El clima de violencia discursiva que vivimos durante estos días responde a una matriz de pensamiento que censura y descalifica el decir y actuar del otro.
El otro se instala en la sociedad y en los medios de comunicación como enemigo, como el eterno obstáculo que no sólo hay que sortear sino destruir.
Un otro que no tiene el derecho a pensar diferente; un otro que conspira sistemáticamente contra un modelo político nacional de sesgo popular progresista.
El otro se configura en función de la agresión que ejerce la diferencia (mal concebida); con el odio y resquemor de querer cancelar su mirada sobre la realidad y con la impotencia de no saber escucharlo. Un otro generalizado, vacío de sentido, un absoluto al que le fascina desentenderse de lo real, de la distribución de la riqueza, de la pobreza, del salario, y de tantos aspectos que inciden en nuestra ciudad.
El otro, una ama de casa, un albañil, un empresario, un profesional, un sindicalista, un adolescente, que por la honesta y sincera convicción de pensar y elegir diferente, es merecedor de una condena ejemplar.
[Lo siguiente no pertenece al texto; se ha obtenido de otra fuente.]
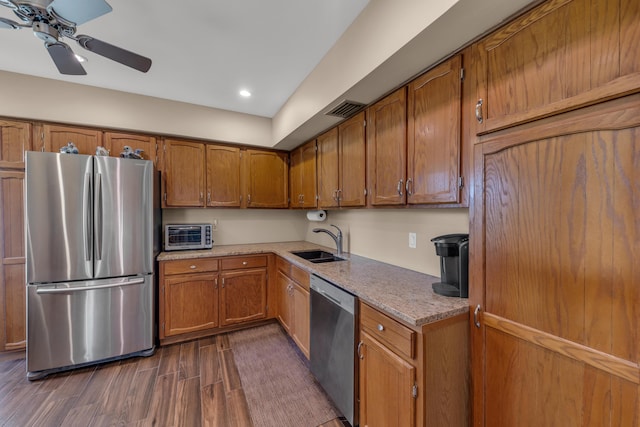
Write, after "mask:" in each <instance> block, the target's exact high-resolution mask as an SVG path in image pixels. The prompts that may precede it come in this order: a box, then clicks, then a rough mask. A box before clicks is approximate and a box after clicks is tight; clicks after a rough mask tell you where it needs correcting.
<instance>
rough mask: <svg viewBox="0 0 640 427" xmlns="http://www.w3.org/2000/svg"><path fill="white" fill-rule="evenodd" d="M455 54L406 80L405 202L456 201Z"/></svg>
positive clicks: (459, 139)
mask: <svg viewBox="0 0 640 427" xmlns="http://www.w3.org/2000/svg"><path fill="white" fill-rule="evenodd" d="M460 70H461V58H460V55H458V56H456V57H454V58H452V59H450V60H448V61H446V62H445V63H443V64H441V65H439V66H437V67H435V68H434V69H432V70H430V71H428V72H427V73H425V74H424V75H422V76H420V77H418V78H417V79H415V80H414V81H412V82H411V83H410V84H409V102H408V104H409V111H408V122H407V130H408V156H407V158H408V162H407V180H409V182H408V185H407V188H408V195H407V203H409V204H425V203H457V202H458V201H459V194H460V187H459V180H458V178H459V177H460V106H461V90H460V88H461V84H462V81H461V79H460Z"/></svg>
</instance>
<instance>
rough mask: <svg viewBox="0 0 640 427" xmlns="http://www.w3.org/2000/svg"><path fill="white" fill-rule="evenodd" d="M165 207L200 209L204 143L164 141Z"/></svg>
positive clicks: (204, 155) (204, 182)
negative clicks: (165, 156) (186, 207)
mask: <svg viewBox="0 0 640 427" xmlns="http://www.w3.org/2000/svg"><path fill="white" fill-rule="evenodd" d="M165 151H166V154H165V155H166V158H165V173H164V186H165V193H164V194H165V197H164V199H165V205H166V206H169V207H189V206H194V207H199V206H204V193H205V191H204V189H205V149H204V144H202V143H198V142H188V141H179V140H173V139H168V140H166V141H165Z"/></svg>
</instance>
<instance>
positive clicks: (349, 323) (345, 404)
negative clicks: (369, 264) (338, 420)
mask: <svg viewBox="0 0 640 427" xmlns="http://www.w3.org/2000/svg"><path fill="white" fill-rule="evenodd" d="M356 308H357V298H356V297H355V296H354V295H352V294H350V293H348V292H346V291H345V290H343V289H341V288H339V287H337V286H336V285H334V284H332V283H330V282H327V281H326V280H324V279H321V278H320V277H318V276H316V275H312V276H311V342H310V349H309V353H310V362H311V372H312V373H313V375H315V377H316V379H317V380H318V382H319V383H320V385H321V386H322V387H323V388H324V390H325V391H326V392H327V394H328V395H329V397H330V398H331V400H333V403H334V404H335V405H336V407H337V408H338V409H339V410H340V412H342V415H344V417H345V418H346V419H347V420H348V421H349V423H351V425H352V426H355V425H357V423H358V419H357V418H358V416H357V411H356V408H355V390H356V389H355V373H356V357H355V356H356V322H355V316H356Z"/></svg>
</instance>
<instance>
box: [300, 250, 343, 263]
mask: <svg viewBox="0 0 640 427" xmlns="http://www.w3.org/2000/svg"><path fill="white" fill-rule="evenodd" d="M291 253H292V254H294V255H296V256H299V257H300V258H302V259H306V260H307V261H309V262H312V263H314V264H319V263H321V262H334V261H344V258H340V257H339V256H336V255H334V254H332V253H331V252H326V251H320V250H308V251H293V252H291Z"/></svg>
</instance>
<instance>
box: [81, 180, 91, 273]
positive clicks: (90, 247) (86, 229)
mask: <svg viewBox="0 0 640 427" xmlns="http://www.w3.org/2000/svg"><path fill="white" fill-rule="evenodd" d="M91 193H92V189H91V174H88V173H87V174H85V175H84V215H83V220H84V235H85V246H84V259H85V261H91V248H92V246H93V244H92V235H93V231H92V230H91Z"/></svg>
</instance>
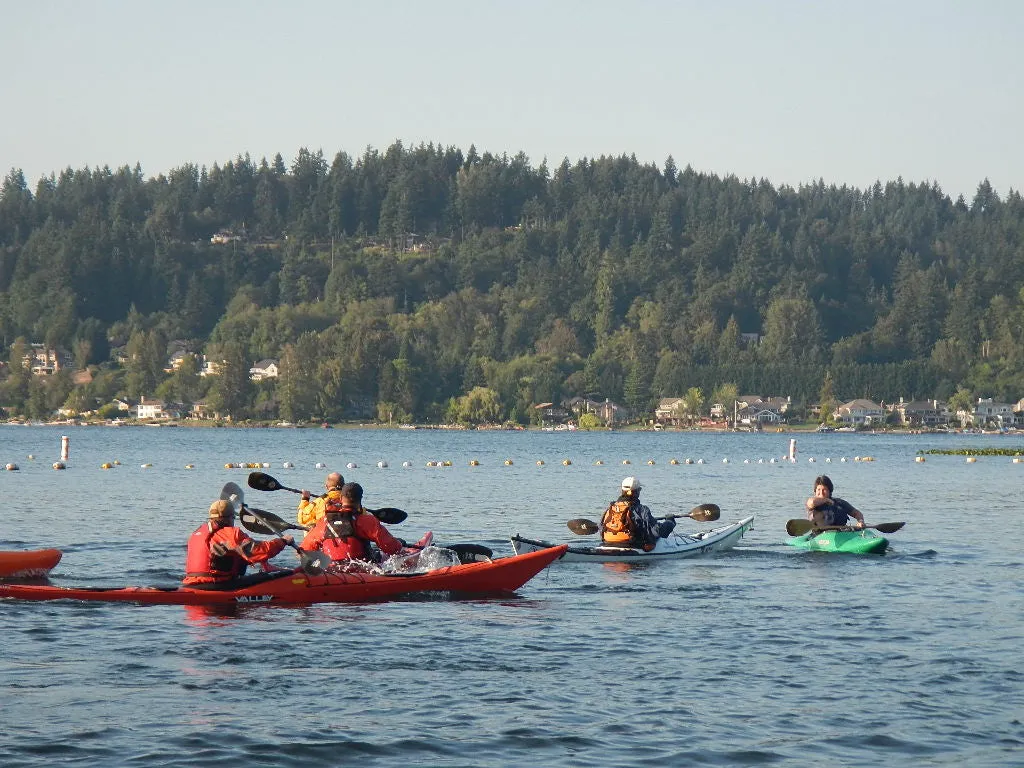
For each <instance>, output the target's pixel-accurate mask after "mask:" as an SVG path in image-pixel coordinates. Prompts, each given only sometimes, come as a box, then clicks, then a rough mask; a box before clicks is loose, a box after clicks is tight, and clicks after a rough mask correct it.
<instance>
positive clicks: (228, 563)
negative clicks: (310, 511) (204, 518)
mask: <svg viewBox="0 0 1024 768" xmlns="http://www.w3.org/2000/svg"><path fill="white" fill-rule="evenodd" d="M233 523H234V507H232V506H231V505H230V504H228V503H227V502H226V501H224V500H222V499H220V500H217V501H215V502H214V503H213V504H211V505H210V518H209V521H208V522H205V523H203V524H202V525H200V526H199V527H198V528H196V531H195V532H194V534H193V535H191V536H190V537H188V552H187V554H186V555H185V578H184V579H182V580H181V583H182V584H184V585H185V586H195V585H204V584H222V583H224V582H229V581H231V580H233V579H238V578H239V577H241V575H244V574H245V572H246V568H247V567H249V565H250V564H255V563H258V562H265V561H266V560H269V559H270V558H271V557H273V556H274V555H276V554H278V553H279V552H281V551H282V550H283V549H284V548H285V547H287V546H289V545H291V543H292V541H293V539H292V537H290V536H286V537H283V538H279V539H269V540H267V541H265V542H257V541H254V540H253V539H250V538H249V537H248V536H247V535H246V534H245V532H244V531H243V530H242V528H237V527H234V525H233Z"/></svg>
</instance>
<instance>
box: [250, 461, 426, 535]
mask: <svg viewBox="0 0 1024 768" xmlns="http://www.w3.org/2000/svg"><path fill="white" fill-rule="evenodd" d="M249 487H251V488H256V489H257V490H291V492H292V493H293V494H301V493H302V490H300V489H299V488H290V487H288V485H282V484H281V483H280V482H278V480H276V479H275V478H273V477H271V476H270V475H268V474H267V473H266V472H250V473H249ZM367 512H369V513H370V514H372V515H373V516H374V517H376V518H377V519H378V520H380V521H381V522H383V523H385V524H387V525H394V524H396V523H399V522H401V521H402V520H404V519H406V518H407V517H409V513H408V512H406V511H404V510H400V509H397V508H396V507H381V508H380V509H368V510H367Z"/></svg>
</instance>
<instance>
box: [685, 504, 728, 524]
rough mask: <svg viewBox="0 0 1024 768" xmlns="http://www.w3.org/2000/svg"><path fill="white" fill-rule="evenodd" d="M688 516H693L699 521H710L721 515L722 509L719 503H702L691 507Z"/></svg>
mask: <svg viewBox="0 0 1024 768" xmlns="http://www.w3.org/2000/svg"><path fill="white" fill-rule="evenodd" d="M686 516H687V517H692V518H693V519H694V520H697V521H699V522H709V521H711V520H717V519H718V518H719V517H721V516H722V510H721V508H720V507H719V506H718V505H717V504H701V505H700V506H699V507H694V508H693V509H691V510H690V513H689V514H688V515H686Z"/></svg>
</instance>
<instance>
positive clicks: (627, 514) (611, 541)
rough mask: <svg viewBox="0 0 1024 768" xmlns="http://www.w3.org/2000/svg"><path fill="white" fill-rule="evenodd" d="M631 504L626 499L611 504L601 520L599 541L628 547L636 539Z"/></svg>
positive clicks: (633, 541) (634, 526)
mask: <svg viewBox="0 0 1024 768" xmlns="http://www.w3.org/2000/svg"><path fill="white" fill-rule="evenodd" d="M632 506H633V503H632V502H631V501H628V500H626V499H620V500H617V501H614V502H612V503H611V504H610V505H609V506H608V509H607V510H605V512H604V517H602V518H601V541H603V542H604V543H605V544H621V545H629V544H632V543H633V542H634V540H635V539H636V526H635V525H634V524H633V515H632V514H631V513H630V509H631V508H632Z"/></svg>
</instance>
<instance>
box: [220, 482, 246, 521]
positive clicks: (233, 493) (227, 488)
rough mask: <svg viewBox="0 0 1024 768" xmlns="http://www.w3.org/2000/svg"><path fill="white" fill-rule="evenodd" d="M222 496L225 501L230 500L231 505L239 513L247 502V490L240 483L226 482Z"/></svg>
mask: <svg viewBox="0 0 1024 768" xmlns="http://www.w3.org/2000/svg"><path fill="white" fill-rule="evenodd" d="M220 498H221V499H223V500H224V501H225V502H230V504H231V506H232V507H233V508H234V514H238V513H239V512H240V511H241V509H242V508H243V507H244V506H245V503H246V492H245V490H243V489H242V488H241V487H240V486H239V485H238V483H233V482H225V483H224V487H222V488H221V489H220Z"/></svg>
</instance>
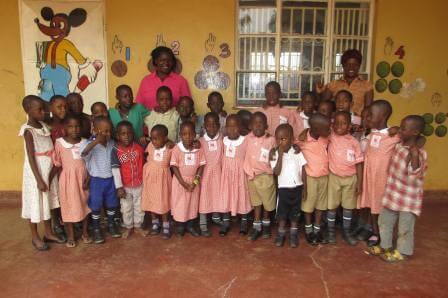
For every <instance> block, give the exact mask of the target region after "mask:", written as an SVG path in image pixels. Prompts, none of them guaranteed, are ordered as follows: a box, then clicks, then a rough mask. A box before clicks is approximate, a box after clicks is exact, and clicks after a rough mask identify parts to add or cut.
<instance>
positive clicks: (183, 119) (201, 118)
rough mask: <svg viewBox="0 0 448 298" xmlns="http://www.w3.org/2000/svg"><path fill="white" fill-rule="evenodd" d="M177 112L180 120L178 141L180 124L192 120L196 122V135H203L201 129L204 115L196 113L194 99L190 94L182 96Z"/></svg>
mask: <svg viewBox="0 0 448 298" xmlns="http://www.w3.org/2000/svg"><path fill="white" fill-rule="evenodd" d="M177 112H178V113H179V120H178V126H177V127H178V131H177V134H176V135H177V138H176V142H180V125H181V124H182V123H184V122H187V121H190V122H192V123H193V124H194V126H195V128H194V130H195V133H196V137H197V138H198V137H200V135H201V129H202V125H203V123H202V122H203V119H202V117H199V116H198V115H196V113H195V111H194V101H193V99H192V98H191V97H188V96H182V97H181V98H180V99H179V103H178V104H177Z"/></svg>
El vecino que a través de su voto materializa la convicción de elegir al representante que deberá gobernar los próximos cuatro años, reclama a gritos que se le respete su decisión. Las descalificaciones no se encuentran amparadas bajo ningún plexo normativo constitucional, no se justifican por la libertad de expresión, representan verdaderas ofensas que erosionan a la democracia.
Debemos superar los prejuicios, desactivar lo que nos aleja, el ser parte de una misma sociedad nos responsabiliza como partes integrantes de un todo que nos constituye.
Seamos capaces de elevar nuestros niveles de tolerancia, de armarnos de paciencia y tratar de conciliar posturas. La misión radica en desandar caminos complejos, en armonizar proyectos que capten las exigencias del otro y tiendan al bien común.
El otro no como conflicto sino como vecino, como sujeto no idéntico a mí, como ciudadano que tiene la aptitud para discernir y accionar libremente.